The government of Norway released the revised Budget for 2018, which was approved by the Norwegian Cabinet on 15th May 2018. In the revised 2018 budget, the Government is proposing an increase of NOK 130 million in funding for the development programme to combat marine litter. This will nearly double the allocation to the programme, to NOK 280 million in 2018.
The important tax measures are summarized below.
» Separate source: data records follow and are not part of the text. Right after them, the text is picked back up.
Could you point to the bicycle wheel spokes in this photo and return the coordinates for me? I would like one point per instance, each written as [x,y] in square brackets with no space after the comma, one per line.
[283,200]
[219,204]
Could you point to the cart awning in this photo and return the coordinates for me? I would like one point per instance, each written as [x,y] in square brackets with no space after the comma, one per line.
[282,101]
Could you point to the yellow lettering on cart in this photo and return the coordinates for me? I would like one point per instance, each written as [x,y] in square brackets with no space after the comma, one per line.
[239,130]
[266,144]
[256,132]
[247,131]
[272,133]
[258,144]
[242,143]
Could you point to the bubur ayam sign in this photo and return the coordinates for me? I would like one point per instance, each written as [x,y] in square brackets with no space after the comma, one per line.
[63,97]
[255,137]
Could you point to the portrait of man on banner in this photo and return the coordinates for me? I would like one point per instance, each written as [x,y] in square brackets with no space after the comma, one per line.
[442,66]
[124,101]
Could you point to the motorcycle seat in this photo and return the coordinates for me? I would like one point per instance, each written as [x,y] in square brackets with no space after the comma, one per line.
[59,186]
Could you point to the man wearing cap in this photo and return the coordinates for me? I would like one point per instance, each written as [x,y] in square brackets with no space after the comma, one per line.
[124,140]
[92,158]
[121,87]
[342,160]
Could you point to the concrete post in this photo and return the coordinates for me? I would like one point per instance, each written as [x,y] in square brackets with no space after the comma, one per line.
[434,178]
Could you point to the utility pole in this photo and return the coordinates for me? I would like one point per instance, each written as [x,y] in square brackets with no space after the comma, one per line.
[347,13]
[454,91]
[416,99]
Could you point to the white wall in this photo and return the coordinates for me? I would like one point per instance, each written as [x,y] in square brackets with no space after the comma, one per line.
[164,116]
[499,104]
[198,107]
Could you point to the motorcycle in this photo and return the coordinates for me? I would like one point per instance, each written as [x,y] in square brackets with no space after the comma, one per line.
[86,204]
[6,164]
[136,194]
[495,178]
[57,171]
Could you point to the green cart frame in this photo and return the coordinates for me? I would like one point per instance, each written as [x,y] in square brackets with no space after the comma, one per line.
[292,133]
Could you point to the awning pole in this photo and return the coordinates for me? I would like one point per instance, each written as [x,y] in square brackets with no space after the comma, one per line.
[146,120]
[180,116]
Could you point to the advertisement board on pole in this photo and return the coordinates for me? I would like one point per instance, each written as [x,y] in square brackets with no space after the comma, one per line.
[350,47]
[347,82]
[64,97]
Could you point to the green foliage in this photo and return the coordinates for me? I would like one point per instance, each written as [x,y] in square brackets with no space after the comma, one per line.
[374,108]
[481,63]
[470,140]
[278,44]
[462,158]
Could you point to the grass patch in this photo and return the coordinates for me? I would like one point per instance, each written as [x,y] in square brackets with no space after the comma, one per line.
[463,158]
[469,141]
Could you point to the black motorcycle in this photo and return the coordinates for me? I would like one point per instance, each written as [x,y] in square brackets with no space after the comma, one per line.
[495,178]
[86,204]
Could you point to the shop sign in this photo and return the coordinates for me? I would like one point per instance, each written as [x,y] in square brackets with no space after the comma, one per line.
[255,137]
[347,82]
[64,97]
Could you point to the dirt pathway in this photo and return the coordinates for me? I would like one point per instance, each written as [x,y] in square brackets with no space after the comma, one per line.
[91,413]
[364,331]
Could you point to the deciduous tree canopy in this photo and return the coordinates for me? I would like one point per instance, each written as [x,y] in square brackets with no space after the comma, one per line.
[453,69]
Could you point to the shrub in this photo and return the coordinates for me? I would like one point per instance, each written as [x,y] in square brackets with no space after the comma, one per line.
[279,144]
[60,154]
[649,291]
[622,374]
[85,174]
- It is proposed to reduce the alcohol tax on beer with an alcohol from 3.7% to 4.7%, for a turnover of up to 200,000 liters of beer;
- Improved rules and guidance for the valuation and calculation of benefits in kind. The purpose of the changes is to make the rules easier and clearer. The changes will come into force in 2019;
- The Government proposes a simplified tax regime for foreign workers on temporary foreign employees working in Norway. With a fixed rate of 25% and no deductions, arrangements will provide simpler rules and contribute to more accurate taxation;
- The most important proposal concerns an extension of the exemption for electronic publications. It is proposed an expansion of the VAT exemption for electronic newspapers to all electronic publications;
- Norwegian companies currently have to submit a country-by-country (CbC) report if the ultimate parent’s jurisdiction has an agreement providing for the exchange of information, but not an agreement for the automatic exchange of CbC reports. However, according to the OECD’s CbC rules, it is sufficient that the country of residence of the parent company has a tax information exchange agreement (TIEA) with Norway in force.